Het Besluit ruimtelijke ordening (artikel 3.1.1) geeft aan dat burgemeester en wethouders bij de voorbereiding van een bestemmingsplan overleg voeren met de besturen van betrokken gemeenten en waterschappen en met die diensten van provincie en Rijk die betrokken zijn bij de zorg voor de ruimtelijke ordening of belast zijn met de behartiging van belangen welke in het plan in het geding zijn.
Er is in het gebied van de voorgenomen ontwikkeling geen sprake van bijzondere waarden of andere situaties waardoor deze ontwikkeling zou raken aan enig nationaal belang. Daarom is afgezien van het voeren van vooroverleg met het Rijk.
Het bestemmingsplan "Molenweg-Irenelaan" betreft een plan van lokaal belang. Vooroverleg met provincie is daarom niet noodzakelijk en wordt dan ook niet gevoerd.

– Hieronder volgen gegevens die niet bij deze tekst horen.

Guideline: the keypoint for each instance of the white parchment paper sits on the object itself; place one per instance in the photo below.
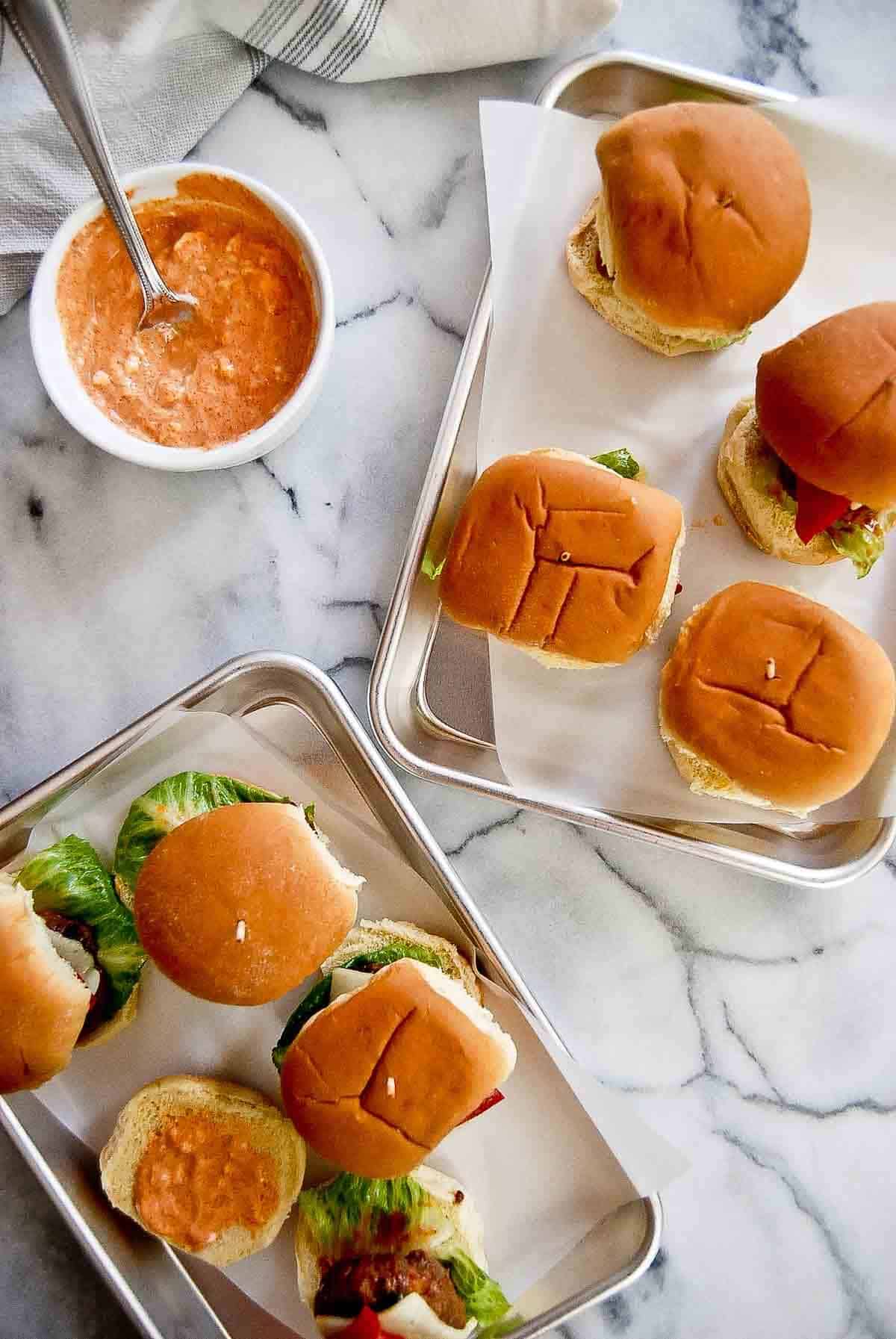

Het ontwerpwijzigingsplan heeft van 17 april tot en met 28 mei 2020 ter inzage gelegen. Gedurende deze periode heeft een ieder de mogelijkheid gehad om een zienswijze naar voren te brengen. Tijdens deze zes weken is er één reactie op het wijzigingsplan ingediend.
Deze reacties hebben niet geleid tot aanpassing van het plan. In de bijlage bij dit bestemmingsplan is de Nota zienswijzen bijgevoegd.